Figure 1 Computer Simulation
Protein folding requires massive calculation.
By combining the advancing areas of protein research and information technology, bioinformatics is a path to the ultimate goal of realizing new biological knowledge. This will allow a deeper understanding of disease and medication. At the current stage, the missions include nucleic acid analysis arrangement, protein sequences, protein structures, protein families, and biochemical reactions, etc.
The topics that require information and semiconductor research assistances include: sequence alignment, sequence analysis, comparative genomics, computational genetics, gene identification, protein structure analysis, gene micro-array chip analysis, molecular evolution, drug design, and other fields.
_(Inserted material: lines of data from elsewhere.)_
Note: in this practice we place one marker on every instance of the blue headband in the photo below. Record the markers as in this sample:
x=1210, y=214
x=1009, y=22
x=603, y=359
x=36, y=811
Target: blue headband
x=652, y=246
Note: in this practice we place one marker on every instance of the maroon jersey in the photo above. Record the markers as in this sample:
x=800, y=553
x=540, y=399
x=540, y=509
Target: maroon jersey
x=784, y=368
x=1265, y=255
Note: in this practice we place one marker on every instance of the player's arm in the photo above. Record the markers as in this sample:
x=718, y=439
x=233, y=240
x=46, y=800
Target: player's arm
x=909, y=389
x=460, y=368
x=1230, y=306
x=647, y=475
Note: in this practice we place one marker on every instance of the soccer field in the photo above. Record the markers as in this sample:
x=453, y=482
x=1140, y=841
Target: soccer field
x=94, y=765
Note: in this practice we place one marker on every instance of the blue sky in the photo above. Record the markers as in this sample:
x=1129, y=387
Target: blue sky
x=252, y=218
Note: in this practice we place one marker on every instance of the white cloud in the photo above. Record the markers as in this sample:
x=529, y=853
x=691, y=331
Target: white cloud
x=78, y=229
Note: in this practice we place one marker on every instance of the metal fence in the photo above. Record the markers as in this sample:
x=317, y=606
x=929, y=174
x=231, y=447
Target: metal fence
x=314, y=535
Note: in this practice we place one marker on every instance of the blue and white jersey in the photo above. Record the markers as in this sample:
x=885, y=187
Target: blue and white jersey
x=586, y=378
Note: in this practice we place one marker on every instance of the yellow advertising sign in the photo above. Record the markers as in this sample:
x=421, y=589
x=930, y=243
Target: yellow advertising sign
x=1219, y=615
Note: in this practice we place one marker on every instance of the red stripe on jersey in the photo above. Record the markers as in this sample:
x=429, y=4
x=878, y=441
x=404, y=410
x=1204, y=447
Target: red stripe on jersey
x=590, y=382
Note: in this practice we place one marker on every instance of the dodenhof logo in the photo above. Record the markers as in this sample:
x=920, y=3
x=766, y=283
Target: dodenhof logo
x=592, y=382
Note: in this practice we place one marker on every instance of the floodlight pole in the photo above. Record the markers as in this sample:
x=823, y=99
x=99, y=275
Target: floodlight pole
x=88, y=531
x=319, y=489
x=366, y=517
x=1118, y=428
High-performance computing design equipment would fulfill massive calculation requirements
Sequencing is the basis of gene research. Presently, we rely mostly on imports for much of the equipments including software and hardware for gene sequencing, so the question lies in how genes sequencing-related local industries will develop. The high-performance equipments have two primary applications:
1. Gene searching and comparison: by inputting known DNA structures into a computer, a sample sequence can be identified as well as the relation between that sequence and different DNA.
2. Protein folding simulation and computer-aided drug design: protein recombination and expansion is the basis for disease-prevention and drug-design. As such, computer-aided design and algorithm design are extremely important.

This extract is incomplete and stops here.